Человек, который смеялся, был мастером подслушивать и вскоре овладел всеми самыми сокровенными тайнами бандитской профессии. Но об этих приемах он был не слишком высокого мнения и незамедлительно изобрел собственную, куда более эффективную систему: сначала изредка, потом чаще он стал разгуливать по Китаю, грабя и оглушая людей, — убивал он только в случае крайней необходимости. Своими изворотливыми и хитрыми преступлениями, в которых, как ни удивительно, проявлялось его исключительное благородство, он завоевал прочную любовь простого народа. Как ни странно, его приемные родители (те самые бандиты, которые толкнули его на стезю преступлений) узнали о его подвигах чуть ли не последними. А когда узнали, их охватила черная зависть. Ночью они гуськом продефилировали мимо постели Человека, думая, что, одурманенный ими, он спит глубоким сном, и по очереди вонзали в тело, покрытое одеялами, свои ножи-мачете. Но жертвой оказалась мамаша главаря банды, чрезвычайно сварливая и неприятная особа. Этот случай только распалил бандитов, жаждавших крови Человека, который смеялся, и в конце концов ему пришлось запереть свою банду в глубокий, но вполне комфортабельно обставленный мавзолей. Изредка они удирали оттуда и мешали ему жить, но все же убивать их он не желал. (Эта его нелепая жалостливость бесила меня до чертиков).

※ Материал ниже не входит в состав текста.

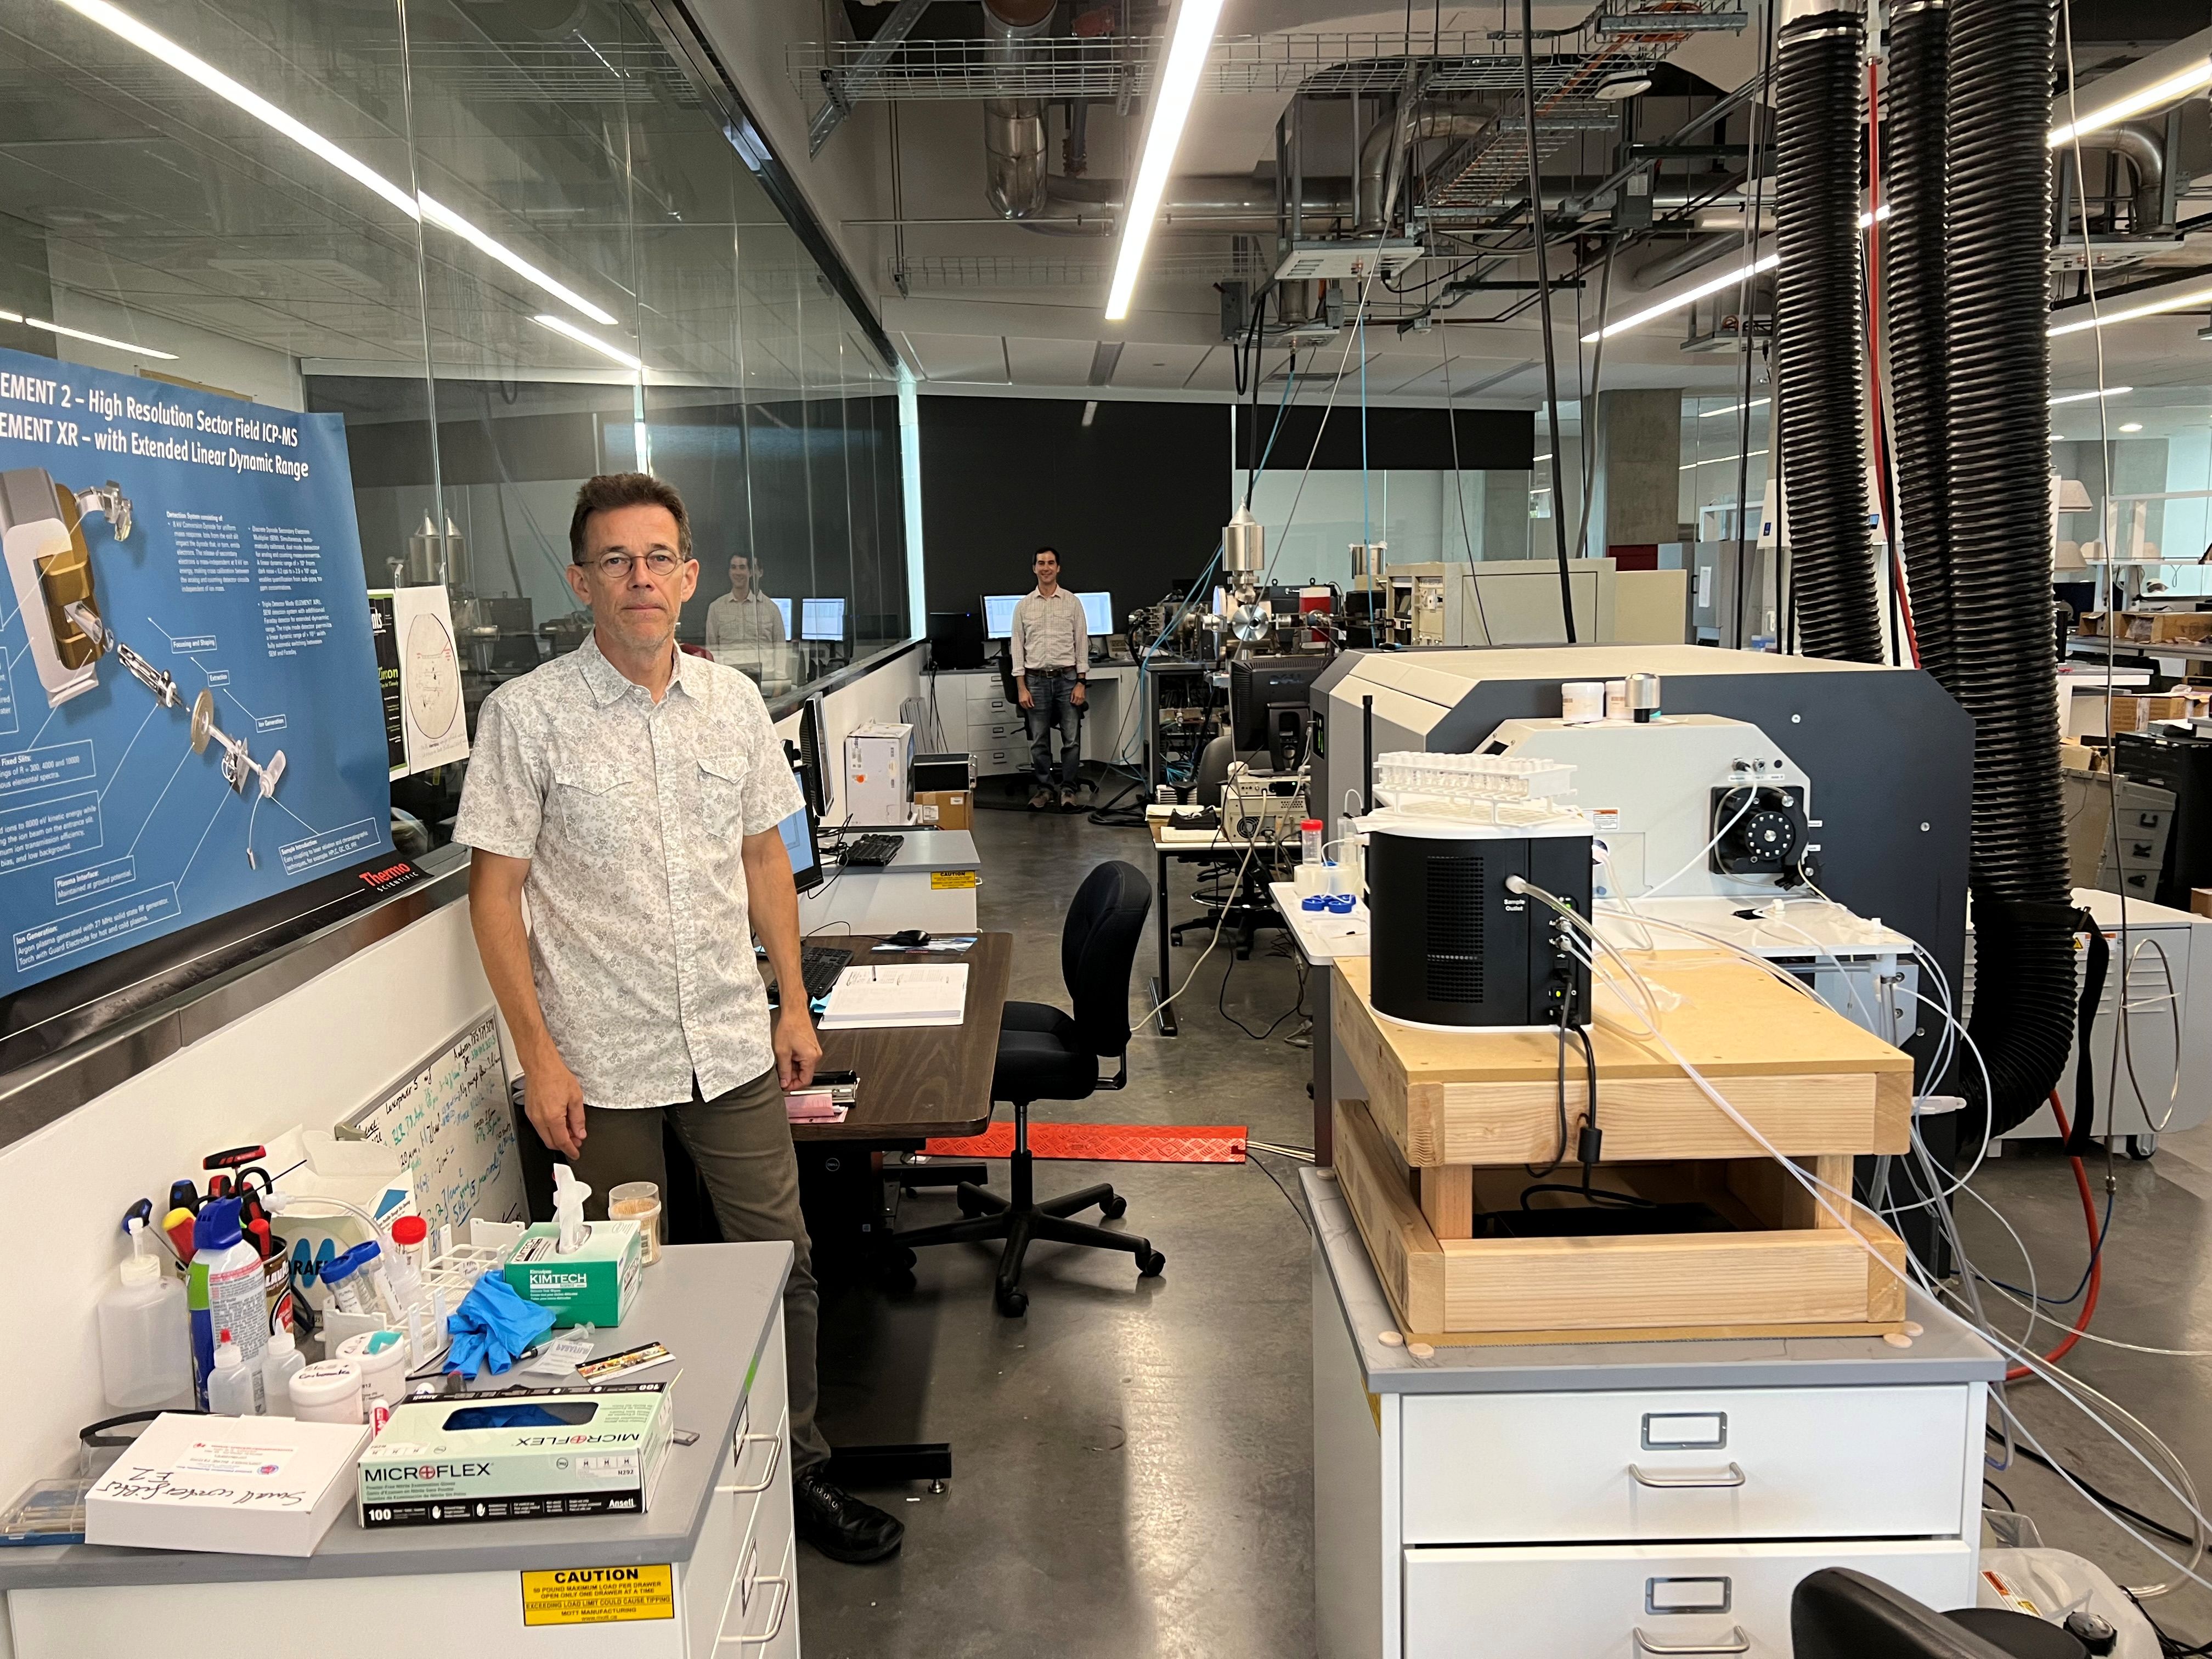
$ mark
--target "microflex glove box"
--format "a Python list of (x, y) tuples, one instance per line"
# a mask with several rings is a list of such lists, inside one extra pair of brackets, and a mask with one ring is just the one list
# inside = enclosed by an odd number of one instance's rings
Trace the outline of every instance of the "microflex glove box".
[(659, 1382), (409, 1400), (361, 1455), (361, 1524), (642, 1515), (675, 1406)]
[(560, 1242), (557, 1222), (524, 1230), (507, 1258), (507, 1282), (515, 1294), (552, 1309), (556, 1325), (596, 1325), (604, 1331), (621, 1324), (645, 1261), (645, 1236), (637, 1223), (586, 1222), (582, 1246), (566, 1255)]

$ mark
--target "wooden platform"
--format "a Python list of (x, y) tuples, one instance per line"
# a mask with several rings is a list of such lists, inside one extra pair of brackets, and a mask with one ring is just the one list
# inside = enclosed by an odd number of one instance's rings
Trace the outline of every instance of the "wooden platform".
[[(1602, 1111), (1602, 1073), (1599, 1091)], [(1608, 1129), (1608, 1151), (1611, 1141)], [(1823, 1178), (1840, 1176), (1848, 1189), (1848, 1158), (1825, 1162)], [(1363, 1101), (1336, 1103), (1336, 1170), (1410, 1340), (1870, 1336), (1904, 1322), (1904, 1241), (1863, 1211), (1851, 1212), (1850, 1228), (1838, 1225), (1763, 1157), (1607, 1166), (1607, 1184), (1617, 1190), (1694, 1197), (1741, 1231), (1602, 1238), (1438, 1238), (1414, 1197), (1422, 1172), (1408, 1170)], [(1567, 1165), (1559, 1178), (1578, 1173)], [(1470, 1209), (1506, 1207), (1529, 1182), (1518, 1170), (1472, 1179)]]
[[(1717, 952), (1629, 953), (1679, 995), (1668, 1041), (1735, 1109), (1792, 1157), (1908, 1150), (1912, 1061), (1832, 1010)], [(1559, 1046), (1550, 1031), (1431, 1031), (1376, 1013), (1368, 963), (1335, 964), (1334, 1018), (1366, 1082), (1374, 1121), (1415, 1167), (1548, 1163), (1559, 1152)], [(1648, 1162), (1763, 1157), (1666, 1051), (1633, 1035), (1602, 995), (1597, 1054), (1605, 1158)], [(1586, 1106), (1570, 1048), (1567, 1116)]]

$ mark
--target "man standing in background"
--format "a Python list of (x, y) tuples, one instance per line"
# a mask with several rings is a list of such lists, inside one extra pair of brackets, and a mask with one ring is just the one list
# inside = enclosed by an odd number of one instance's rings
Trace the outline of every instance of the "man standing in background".
[[(1083, 601), (1060, 585), (1060, 555), (1040, 547), (1030, 561), (1036, 586), (1014, 605), (1014, 695), (1030, 728), (1030, 810), (1073, 806), (1083, 777), (1084, 671), (1091, 635)], [(1060, 729), (1060, 788), (1053, 791), (1052, 732)]]
[(730, 556), (730, 591), (707, 607), (707, 649), (717, 662), (750, 653), (757, 663), (784, 642), (783, 614), (760, 591), (760, 574), (751, 554)]

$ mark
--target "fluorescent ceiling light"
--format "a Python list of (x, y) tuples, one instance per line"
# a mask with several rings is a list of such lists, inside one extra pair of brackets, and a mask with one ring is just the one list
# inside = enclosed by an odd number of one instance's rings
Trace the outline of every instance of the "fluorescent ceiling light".
[(43, 317), (20, 317), (12, 311), (0, 311), (0, 323), (21, 323), (25, 328), (42, 328), (49, 334), (65, 334), (72, 340), (87, 340), (94, 345), (108, 346), (117, 351), (135, 351), (141, 357), (158, 357), (165, 363), (177, 361), (173, 351), (156, 351), (130, 340), (111, 340), (105, 334), (88, 334), (81, 328), (64, 328), (59, 323), (50, 323)]
[(1781, 263), (1780, 254), (1770, 253), (1765, 258), (1754, 259), (1747, 265), (1738, 265), (1734, 270), (1716, 276), (1711, 282), (1700, 283), (1695, 288), (1683, 289), (1672, 299), (1662, 300), (1656, 306), (1646, 306), (1633, 316), (1623, 317), (1617, 323), (1608, 323), (1595, 334), (1583, 335), (1583, 343), (1595, 345), (1600, 340), (1609, 340), (1616, 334), (1626, 334), (1632, 328), (1641, 328), (1654, 318), (1664, 317), (1669, 312), (1680, 311), (1685, 306), (1695, 305), (1708, 294), (1718, 294), (1724, 288), (1734, 288), (1738, 283), (1748, 277), (1756, 276), (1762, 270), (1771, 270)]
[(1861, 230), (1865, 230), (1865, 229), (1867, 229), (1868, 228), (1869, 228), (1870, 226), (1872, 226), (1872, 225), (1875, 224), (1877, 222), (1882, 222), (1882, 223), (1887, 223), (1887, 222), (1888, 222), (1888, 219), (1889, 219), (1889, 204), (1888, 204), (1888, 203), (1887, 203), (1887, 202), (1884, 202), (1884, 203), (1883, 203), (1880, 207), (1876, 208), (1876, 209), (1875, 209), (1872, 213), (1862, 213), (1861, 215), (1859, 215), (1859, 228), (1860, 228)]
[(2051, 406), (2056, 409), (2061, 404), (2094, 403), (2100, 398), (2118, 398), (2134, 390), (2131, 386), (2105, 386), (2095, 387), (2088, 392), (2068, 392), (2053, 398), (2051, 400)]
[(2101, 132), (2106, 127), (2116, 127), (2130, 115), (2140, 115), (2147, 109), (2163, 109), (2168, 104), (2178, 104), (2191, 93), (2204, 87), (2212, 87), (2212, 57), (2199, 58), (2163, 81), (2154, 81), (2148, 86), (2139, 88), (2124, 98), (2115, 98), (2103, 107), (2092, 110), (2063, 126), (2051, 128), (2045, 143), (2056, 149), (2061, 144), (2071, 143), (2084, 133)]
[(1551, 459), (1552, 458), (1549, 455), (1538, 455), (1533, 458), (1533, 465), (1540, 466)]
[(2052, 339), (2062, 334), (2079, 334), (2085, 328), (2110, 328), (2114, 323), (2131, 323), (2138, 317), (2157, 317), (2169, 311), (2190, 311), (2199, 306), (2212, 306), (2212, 286), (2203, 283), (2185, 288), (2179, 283), (2157, 299), (2146, 300), (2139, 306), (2130, 306), (2124, 311), (2107, 311), (2101, 315), (2082, 318), (2079, 322), (2053, 323), (2050, 328)]
[(1098, 416), (1098, 399), (1091, 398), (1083, 405), (1083, 424), (1086, 427)]
[(1106, 295), (1109, 323), (1129, 314), (1137, 271), (1145, 263), (1145, 244), (1152, 240), (1152, 221), (1159, 216), (1160, 198), (1168, 187), (1168, 169), (1175, 165), (1176, 146), (1182, 142), (1183, 123), (1190, 118), (1190, 101), (1198, 95), (1198, 77), (1206, 68), (1214, 25), (1220, 19), (1221, 0), (1176, 0), (1169, 14), (1167, 58), (1153, 88), (1144, 155), (1137, 163), (1137, 182), (1121, 221), (1121, 251), (1114, 257), (1114, 283)]
[(592, 350), (598, 352), (602, 357), (613, 358), (624, 368), (630, 370), (634, 374), (641, 374), (645, 372), (645, 365), (638, 362), (636, 358), (631, 356), (629, 353), (624, 351), (620, 346), (610, 345), (606, 341), (602, 340), (596, 334), (585, 333), (582, 329), (578, 328), (575, 324), (570, 322), (566, 317), (554, 317), (548, 315), (544, 312), (540, 312), (537, 316), (532, 317), (530, 320), (537, 324), (540, 328), (550, 328), (556, 334), (567, 335), (578, 345), (587, 345), (591, 347)]
[(428, 196), (410, 195), (350, 150), (332, 143), (313, 127), (288, 115), (259, 93), (241, 86), (206, 59), (195, 57), (167, 35), (147, 27), (129, 12), (109, 4), (108, 0), (61, 0), (61, 3), (110, 33), (128, 40), (149, 57), (160, 58), (179, 75), (198, 82), (218, 98), (235, 104), (255, 120), (275, 128), (301, 149), (320, 156), (349, 179), (367, 185), (409, 218), (428, 220), (441, 230), (452, 232), (471, 246), (498, 260), (526, 282), (544, 289), (562, 305), (573, 306), (604, 327), (614, 326), (615, 319), (599, 307), (574, 289), (556, 282), (514, 249), (486, 234), (451, 208)]
[(2142, 430), (2142, 422), (2141, 421), (2130, 421), (2126, 425), (2123, 426), (2120, 430), (2123, 432), (2140, 432)]
[[(1747, 449), (1743, 453), (1744, 459), (1747, 460), (1753, 455), (1764, 455), (1766, 452), (1763, 449)], [(1734, 455), (1716, 455), (1710, 460), (1692, 461), (1687, 466), (1678, 466), (1674, 470), (1677, 472), (1695, 472), (1701, 466), (1718, 466), (1723, 461), (1732, 461), (1735, 459)]]
[(582, 295), (563, 283), (556, 282), (505, 243), (495, 241), (491, 237), (485, 235), (483, 232), (462, 218), (459, 214), (438, 200), (436, 197), (424, 195), (421, 191), (416, 192), (416, 197), (422, 204), (422, 217), (437, 226), (439, 229), (450, 230), (470, 246), (498, 260), (523, 281), (544, 289), (562, 305), (582, 312), (600, 327), (615, 326), (614, 318), (600, 310)]
[(1734, 415), (1740, 410), (1764, 409), (1766, 406), (1766, 403), (1767, 399), (1765, 398), (1753, 398), (1747, 404), (1730, 404), (1726, 409), (1700, 410), (1698, 413), (1698, 418), (1701, 421), (1710, 421), (1716, 415)]

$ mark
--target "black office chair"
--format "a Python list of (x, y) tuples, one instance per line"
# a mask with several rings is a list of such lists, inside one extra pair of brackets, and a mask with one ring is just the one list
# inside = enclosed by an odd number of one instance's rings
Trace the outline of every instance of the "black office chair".
[[(1018, 1316), (1030, 1305), (1021, 1288), (1022, 1258), (1032, 1239), (1058, 1244), (1088, 1244), (1097, 1249), (1127, 1250), (1146, 1279), (1167, 1266), (1152, 1241), (1133, 1233), (1069, 1218), (1092, 1205), (1109, 1221), (1129, 1207), (1109, 1186), (1038, 1203), (1030, 1184), (1030, 1103), (1082, 1100), (1099, 1089), (1119, 1089), (1129, 1076), (1129, 967), (1144, 931), (1152, 890), (1136, 866), (1118, 860), (1100, 865), (1083, 878), (1067, 907), (1060, 934), (1060, 974), (1066, 981), (1074, 1013), (1044, 1002), (1009, 1002), (999, 1026), (999, 1058), (991, 1073), (991, 1098), (1013, 1103), (1014, 1152), (1012, 1193), (1001, 1198), (963, 1182), (956, 1189), (967, 1218), (942, 1226), (895, 1233), (892, 1243), (912, 1250), (927, 1244), (977, 1243), (1002, 1238), (999, 1256), (999, 1311)], [(1121, 1068), (1098, 1075), (1098, 1062), (1111, 1057)]]
[(2000, 1607), (1938, 1613), (1849, 1567), (1800, 1581), (1790, 1640), (1796, 1659), (2089, 1659), (2085, 1643), (2040, 1619)]

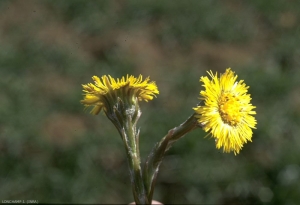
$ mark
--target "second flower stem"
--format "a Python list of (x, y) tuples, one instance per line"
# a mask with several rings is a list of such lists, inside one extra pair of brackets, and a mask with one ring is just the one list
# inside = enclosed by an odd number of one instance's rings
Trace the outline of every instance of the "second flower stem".
[(156, 177), (165, 152), (171, 148), (174, 142), (197, 127), (198, 122), (193, 114), (178, 127), (169, 130), (168, 134), (150, 152), (143, 170), (148, 201), (152, 200)]

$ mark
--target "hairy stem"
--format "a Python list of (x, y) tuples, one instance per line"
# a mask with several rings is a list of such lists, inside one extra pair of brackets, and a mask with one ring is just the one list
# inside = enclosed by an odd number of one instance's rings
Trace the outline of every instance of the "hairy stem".
[(150, 152), (143, 170), (148, 201), (152, 200), (157, 173), (165, 152), (171, 148), (174, 142), (197, 127), (199, 127), (198, 122), (193, 114), (178, 127), (169, 130), (168, 134)]

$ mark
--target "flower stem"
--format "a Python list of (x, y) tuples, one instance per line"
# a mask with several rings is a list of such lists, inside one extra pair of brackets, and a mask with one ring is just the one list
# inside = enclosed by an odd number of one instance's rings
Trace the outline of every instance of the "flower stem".
[(123, 129), (121, 135), (125, 143), (125, 149), (129, 164), (130, 181), (132, 185), (133, 197), (136, 204), (149, 204), (142, 177), (141, 160), (139, 152), (139, 131), (136, 123), (141, 115), (139, 109), (136, 110), (134, 119), (132, 115), (123, 118)]
[(122, 130), (122, 137), (125, 142), (130, 181), (135, 203), (148, 204), (140, 165), (141, 160), (138, 149), (139, 132), (136, 130), (135, 123), (132, 123), (130, 116), (128, 116), (128, 120)]
[(142, 177), (139, 130), (136, 129), (141, 111), (137, 99), (134, 102), (131, 104), (118, 98), (112, 112), (106, 112), (106, 115), (117, 128), (125, 145), (134, 201), (136, 204), (149, 204)]
[(198, 122), (193, 114), (178, 127), (169, 130), (168, 134), (154, 146), (154, 148), (148, 155), (143, 170), (143, 177), (148, 201), (152, 200), (157, 173), (159, 171), (159, 167), (161, 165), (165, 152), (172, 147), (174, 142), (176, 142), (188, 132), (196, 129), (198, 126)]

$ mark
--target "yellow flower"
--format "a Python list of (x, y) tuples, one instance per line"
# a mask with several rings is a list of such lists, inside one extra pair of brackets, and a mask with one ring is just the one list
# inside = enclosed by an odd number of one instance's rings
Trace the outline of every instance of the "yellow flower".
[(212, 71), (208, 77), (201, 77), (205, 90), (200, 92), (204, 105), (194, 108), (195, 117), (203, 129), (216, 139), (216, 147), (224, 152), (238, 154), (247, 141), (252, 141), (252, 129), (256, 114), (250, 103), (249, 86), (243, 80), (236, 81), (237, 75), (230, 68), (218, 78)]
[(116, 80), (110, 75), (102, 76), (101, 79), (93, 76), (94, 84), (82, 85), (85, 92), (84, 100), (80, 102), (86, 107), (94, 106), (91, 113), (97, 115), (102, 109), (107, 113), (113, 111), (121, 100), (127, 107), (138, 101), (152, 100), (159, 93), (155, 82), (148, 82), (149, 77), (143, 81), (142, 75), (138, 78), (134, 76), (123, 76)]

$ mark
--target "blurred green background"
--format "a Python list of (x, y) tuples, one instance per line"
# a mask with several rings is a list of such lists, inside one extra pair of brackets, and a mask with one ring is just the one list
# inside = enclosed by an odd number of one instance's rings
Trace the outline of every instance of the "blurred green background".
[(93, 75), (150, 76), (143, 159), (198, 103), (200, 76), (231, 67), (257, 106), (237, 156), (198, 129), (167, 153), (154, 199), (300, 203), (300, 1), (0, 1), (0, 199), (133, 201), (125, 149), (83, 111)]

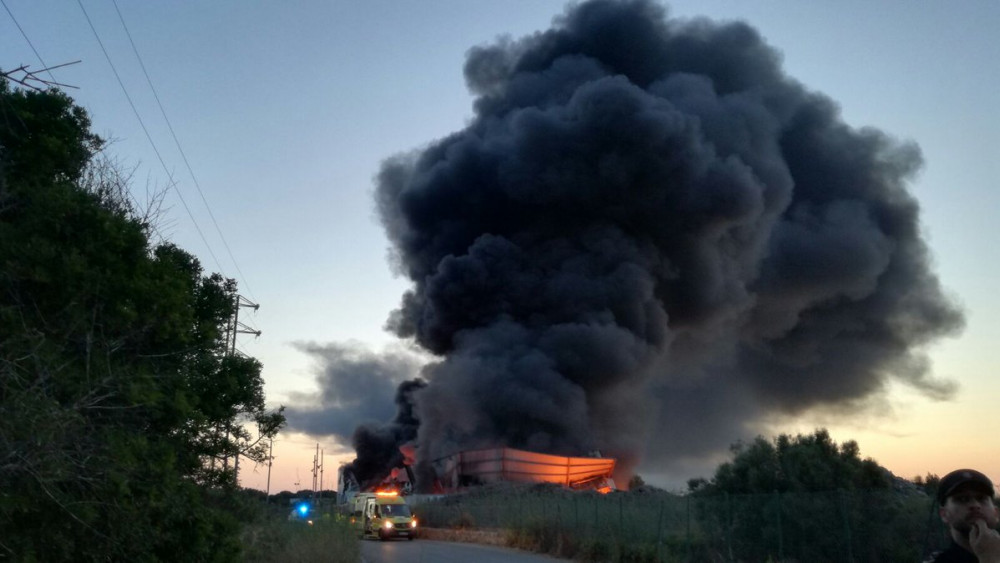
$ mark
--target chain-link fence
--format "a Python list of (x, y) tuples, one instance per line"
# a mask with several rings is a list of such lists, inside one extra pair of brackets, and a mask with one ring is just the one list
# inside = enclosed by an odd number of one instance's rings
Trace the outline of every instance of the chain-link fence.
[(652, 561), (917, 562), (944, 536), (915, 491), (600, 495), (484, 489), (414, 499), (429, 527), (546, 528), (578, 543), (644, 546)]

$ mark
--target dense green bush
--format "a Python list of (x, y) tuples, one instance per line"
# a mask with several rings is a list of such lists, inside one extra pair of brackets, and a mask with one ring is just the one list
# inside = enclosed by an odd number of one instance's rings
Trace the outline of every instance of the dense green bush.
[[(429, 527), (511, 530), (513, 545), (580, 561), (919, 561), (936, 546), (923, 487), (823, 430), (733, 448), (684, 495), (489, 485), (417, 504)], [(930, 543), (931, 545), (925, 545)]]
[[(236, 561), (232, 459), (279, 412), (236, 283), (154, 244), (86, 112), (0, 77), (0, 558)], [(217, 462), (217, 463), (216, 463)]]

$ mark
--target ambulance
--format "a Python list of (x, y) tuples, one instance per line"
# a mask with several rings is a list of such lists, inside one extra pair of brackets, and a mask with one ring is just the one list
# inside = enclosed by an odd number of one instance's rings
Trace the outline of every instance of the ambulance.
[(396, 491), (358, 493), (352, 501), (351, 525), (362, 539), (417, 537), (417, 519)]

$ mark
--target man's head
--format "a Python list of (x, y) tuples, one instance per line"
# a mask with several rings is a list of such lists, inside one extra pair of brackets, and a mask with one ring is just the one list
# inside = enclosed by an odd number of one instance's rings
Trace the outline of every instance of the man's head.
[(973, 469), (959, 469), (941, 478), (938, 485), (938, 514), (954, 532), (968, 537), (976, 520), (990, 528), (1000, 522), (1000, 511), (993, 502), (993, 482)]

Вскоре Человек, который смеялся, стал регулярно пересекать китайскую границу, попадая прямо в Париж, французский город, где он при всей своей скромности любил с гениальной изобретательностью изводить некоего Марселя Дюфаржа, всемирно известного сыщика, чахоточного, но весьма остроумного господина. Дюфарж и его дочка (очаровательная, хоть и двуличная девица) стали злейшими врагами Человека. Много раз они пытались провести и поймать его. Человек вначале поддавался им из чисто спортивного интереса, но потом исчезал без следа, так что никто не мог догадаться, каким образом он удрал. Только изредка он оставлял прощальную записочку в системе парижской канализации, и она незамедлительно доставлялась Дюфаржу в собственные руки. Семья Дюфаржей проводила невероятное количество времени, шлепая по трубам парижской канализации.

Вскоре Человек, который смеялся, стал единоличным владельцем самого грандиозного состояния в мире. Большую часть он анонимно пожертвовал монахам одного местного монастыря — смиренным аскетам, посвятившим жизнь дрессировке немецких овчарок. Остатки своего богатства Человек вкладывал в бриллианты, он небрежно опускал их в изумрудных сейфах на дно Черного моря. Личные его потребности были до смешного ограничены. Он питался исключительно рисом с орлиной кровью и жил в скромном домике, с подземным тиром и гимнастическим залом, на бурном береге Тибета. С ним жили четверо беззаветно преданных сообщников: легконогий гигант волк, по прозванию Чернокрылый, симпатичный карлик, по имени Омба, великан монгол, по имени Гонг (язык ему выжгли белые люди), и несказанно прекрасная девушка-евразийка, которая из неразделенной любви к Человеку и постоянного страха за его личную безопасность иногда не брезговала даже нарушением законности. Человек отдавал распоряжения своей команде из-за черной шелковой ширмы. Даже Омбе, симпатичному карлику, не надо было видеть его лицо.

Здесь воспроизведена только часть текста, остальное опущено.